To better understand the connections between the many changes in hemophilia healthcare and the dynamics affecting overall health, Monahan and his team reviewed data collected from 4,899 men with severe hemophilia and 2,587 men with mild hemophilia. All of these men had received care at HTCs from 1998-2011. Data were organized into four time periods, or “eras,” representing major healthcare developments and therapeutic breakthroughs relevant to people with hemophilia: Era A included the oldest group, men born prior to 1958; Era B grouped men born between 1958 and1975; Era C included men born from 1976-1982; and Era D represented the youngest group, men born between 1982 and1993.
The main findings of the study included:
- In Era D, more than one in three men with severe hemophilia reported frequent bleeds (more than five bleeds in six months), despite being treated with the most modern therapies. One in four of these men also reported a recurrent bleed in a “target joint.”
- Across all eras, compared to men with mild disease, those with severe hemophilia were about three times more likely to report activity limitations. Further, they were twice as likely to report some use of assistive devices to help them move around, such as a cane or wheelchair.

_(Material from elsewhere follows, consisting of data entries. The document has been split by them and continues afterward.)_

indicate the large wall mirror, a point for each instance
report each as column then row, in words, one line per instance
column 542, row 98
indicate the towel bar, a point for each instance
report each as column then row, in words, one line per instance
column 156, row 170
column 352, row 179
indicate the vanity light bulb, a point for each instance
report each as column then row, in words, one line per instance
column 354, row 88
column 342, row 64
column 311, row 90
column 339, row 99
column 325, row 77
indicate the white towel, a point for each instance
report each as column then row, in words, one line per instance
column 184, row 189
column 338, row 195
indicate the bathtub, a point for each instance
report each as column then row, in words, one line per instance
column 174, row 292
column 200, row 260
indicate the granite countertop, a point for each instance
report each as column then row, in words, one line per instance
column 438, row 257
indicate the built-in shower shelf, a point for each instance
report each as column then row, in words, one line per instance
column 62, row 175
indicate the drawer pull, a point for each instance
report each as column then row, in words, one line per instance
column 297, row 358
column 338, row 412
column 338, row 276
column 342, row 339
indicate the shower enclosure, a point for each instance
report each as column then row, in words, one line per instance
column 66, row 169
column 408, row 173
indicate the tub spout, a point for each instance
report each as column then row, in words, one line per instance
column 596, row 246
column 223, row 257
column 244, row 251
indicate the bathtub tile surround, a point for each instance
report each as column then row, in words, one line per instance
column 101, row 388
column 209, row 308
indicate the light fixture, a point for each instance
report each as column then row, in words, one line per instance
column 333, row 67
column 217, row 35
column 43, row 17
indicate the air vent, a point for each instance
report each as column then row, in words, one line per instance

- In every era, the proportion of men with severe hemophilia that missed at least 10 days of work or school in the last year due to upper or lower joint problems was two or three times that of men with mild hemophilia.
- Nearly half of the men in Era A were disabled and unable to work. Moreover, men with severe hemophilia were about three times more likely to be disabled as their mild hemophilia counterparts in every era.
- Infection-related health problems due to hepatitis B, hepatitis C and HIV are common among men with severe hemophilia, particularly in the older eras.
- Of the 551 deaths reported during the study period, liver failure was the most commonly reported cause, regardless of hemophilia severity or era. Bleed-related deaths accounted for 14.6% of deaths in men with severe hemophilia and 10.7% of deaths in men with mild hemophilia across all eras.
The study also yielded some unexpected findings. The overall rates of joint bleeding remain relatively high, even with the availability of more effective treatments. Also, despite the proven effectiveness of prophylactic factor therapy in preventing joint damage, men in all eras continue to underuse this option.
“Clear disparities remain in terms of frequent bleeding and disability between men with severe hemophilia and mild hemophilia across every decade of adult life. We thought the difference in functional outcomes would have narrowed over the years; that is, men with severe hemophilia should look more like those with mild disorder given improved therapeutics and access to care, but this wasn’t the case,” said Monahan. “What needs examination is why—despite widespread availability of preventive and on-demand therapies for home use—we still see disparities. It speaks to the need for continued disease surveillance to monitor and inform hemophilia interventions and outcomes.”